The examples abound. Annette’s son, Alex, now making a name for himself with videos of natural Guyana, is also showing us so much environmental wonder – such as a slow troll of Mount Roraima that makes the area almost mystic. Similarly, photographer Michael Lam, working often in black-and-white, has put before us that other Guyana – the one that we pass every day without noticing and appreciating, like an image of the seawall, he has, taken at low tide that brings home that the wall, created to control flooding, is now almost a kind of comfort for people living on the coast, even though we may not frontally recognize that.
There are scores of other examples: our network of creeks, rivers, canals and trenches; the incredible sunsets we see posted virtually daily on social media; the array of fresh produce on display every day of the week in our markets and roadside vendors; the East Coast breeze; the road from Linden that takes us to Savannah country (ideally not in the rainy season when it can be a quagmire) on a twisting trail cut through dense forest so that all one sees, literally, for miles, is this natural jungle on either side and the sky above and then, the impact of the forest trail ending suddenly, almost like a door opening, so that in the space of a few hundred yards we go from dense jungle to this thrilling spectacle, and I mean “thrilling”, of the bowl of the Savannah filling up the horizon for as far as one can see. It is like a thunderbolt, and every time I take that road route and come out into that view of another world I am taken aback; it makes you catch your breath. Although I have seen it before, the effect is always like the first time; look at what we have here, what a gift from the Creator.
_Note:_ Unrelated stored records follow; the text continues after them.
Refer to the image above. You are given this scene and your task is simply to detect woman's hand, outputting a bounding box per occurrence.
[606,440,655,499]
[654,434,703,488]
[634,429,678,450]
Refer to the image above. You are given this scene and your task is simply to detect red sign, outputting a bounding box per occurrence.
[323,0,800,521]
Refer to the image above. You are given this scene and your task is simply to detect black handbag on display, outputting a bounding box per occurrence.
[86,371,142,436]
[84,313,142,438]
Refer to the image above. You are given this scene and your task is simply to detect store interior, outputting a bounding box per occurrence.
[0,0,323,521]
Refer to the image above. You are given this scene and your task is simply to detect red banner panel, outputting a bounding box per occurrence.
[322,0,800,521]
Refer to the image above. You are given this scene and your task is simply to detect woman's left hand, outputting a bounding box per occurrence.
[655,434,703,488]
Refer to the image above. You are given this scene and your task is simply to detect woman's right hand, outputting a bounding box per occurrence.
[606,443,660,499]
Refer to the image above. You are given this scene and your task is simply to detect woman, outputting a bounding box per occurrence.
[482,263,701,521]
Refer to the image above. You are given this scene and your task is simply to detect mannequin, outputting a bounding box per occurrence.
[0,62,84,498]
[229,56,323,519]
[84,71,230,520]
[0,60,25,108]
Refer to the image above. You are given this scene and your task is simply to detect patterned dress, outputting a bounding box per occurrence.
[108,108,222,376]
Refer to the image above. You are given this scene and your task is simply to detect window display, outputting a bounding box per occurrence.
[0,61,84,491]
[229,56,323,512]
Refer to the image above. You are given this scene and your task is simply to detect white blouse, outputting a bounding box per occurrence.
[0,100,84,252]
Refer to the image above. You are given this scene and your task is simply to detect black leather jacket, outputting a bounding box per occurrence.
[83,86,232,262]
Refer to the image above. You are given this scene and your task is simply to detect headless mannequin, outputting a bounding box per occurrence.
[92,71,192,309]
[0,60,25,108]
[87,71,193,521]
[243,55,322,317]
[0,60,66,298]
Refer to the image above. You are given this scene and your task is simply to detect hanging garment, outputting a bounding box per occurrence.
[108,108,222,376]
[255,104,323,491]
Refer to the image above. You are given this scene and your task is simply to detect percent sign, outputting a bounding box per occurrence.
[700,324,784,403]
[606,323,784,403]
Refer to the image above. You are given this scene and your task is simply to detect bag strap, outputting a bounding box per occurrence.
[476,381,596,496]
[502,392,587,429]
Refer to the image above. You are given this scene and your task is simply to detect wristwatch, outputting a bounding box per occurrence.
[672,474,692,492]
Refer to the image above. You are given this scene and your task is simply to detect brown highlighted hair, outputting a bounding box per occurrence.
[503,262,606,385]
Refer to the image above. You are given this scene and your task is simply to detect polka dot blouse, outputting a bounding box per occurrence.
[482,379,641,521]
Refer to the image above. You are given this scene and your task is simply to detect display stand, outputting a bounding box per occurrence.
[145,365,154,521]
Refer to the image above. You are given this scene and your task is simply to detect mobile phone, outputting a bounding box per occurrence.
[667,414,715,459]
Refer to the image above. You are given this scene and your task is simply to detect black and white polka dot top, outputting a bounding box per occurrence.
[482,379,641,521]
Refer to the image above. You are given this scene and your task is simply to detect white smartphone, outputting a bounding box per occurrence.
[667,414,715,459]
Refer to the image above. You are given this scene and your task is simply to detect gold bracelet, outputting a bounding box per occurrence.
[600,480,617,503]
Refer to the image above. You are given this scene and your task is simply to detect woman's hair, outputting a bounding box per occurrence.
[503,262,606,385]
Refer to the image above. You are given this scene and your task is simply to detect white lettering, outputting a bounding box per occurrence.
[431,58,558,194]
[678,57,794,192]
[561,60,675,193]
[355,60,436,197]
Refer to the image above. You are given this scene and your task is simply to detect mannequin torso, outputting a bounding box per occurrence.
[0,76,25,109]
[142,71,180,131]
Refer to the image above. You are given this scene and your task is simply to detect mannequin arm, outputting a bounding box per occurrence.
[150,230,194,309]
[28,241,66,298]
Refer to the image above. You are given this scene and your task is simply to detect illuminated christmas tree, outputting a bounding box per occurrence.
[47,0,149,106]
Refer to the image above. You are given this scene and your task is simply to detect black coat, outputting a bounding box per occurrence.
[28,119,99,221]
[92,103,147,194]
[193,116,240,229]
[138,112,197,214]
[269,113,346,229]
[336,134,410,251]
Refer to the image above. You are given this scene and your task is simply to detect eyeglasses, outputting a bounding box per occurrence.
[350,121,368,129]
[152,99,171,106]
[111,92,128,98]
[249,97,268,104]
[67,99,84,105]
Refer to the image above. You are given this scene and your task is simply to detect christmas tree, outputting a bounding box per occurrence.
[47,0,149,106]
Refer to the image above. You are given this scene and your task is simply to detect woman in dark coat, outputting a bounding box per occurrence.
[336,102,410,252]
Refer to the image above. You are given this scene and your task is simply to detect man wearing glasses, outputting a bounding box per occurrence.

There are so many examples of it. I leave you with one more: I was born and grew up mostly in West Dem and had some youthful appreciation of its open spaces and for the Boeraserie Conservancy behind it, teeming with fish as well as being a magnet for weekend travelers, but it was only recently that I had an experience which showed me more than that. It came during my Artist in Residence stint with the University of Guyana when I was doing a performance at Anna Regina in the UG arts-outreach programme and travelling with the three musicians who perform with me in Guyana (Oliver Basdeo, James Jacobs and Colin Perreira). We left from Ogle in an Air Services aircraft, and flew for the next hour or so and, in that spell, at about 10,000 feet up, I was seeing that landscape, dominated by the enormous Essequibo River, the land above it, and the land below, including my West Dem home territory, stretching all the way to beyond Parika. And in all that journey, all of that under us was Guyana. It literally gave me the chills. My experience is not unique. Anyone who lives here and has been fortunate to move around the country would have felt it. That is the resource that Ian and others are talking about; the awareness that amid the angst there is beauty and splendor about, one just has to take time to notice.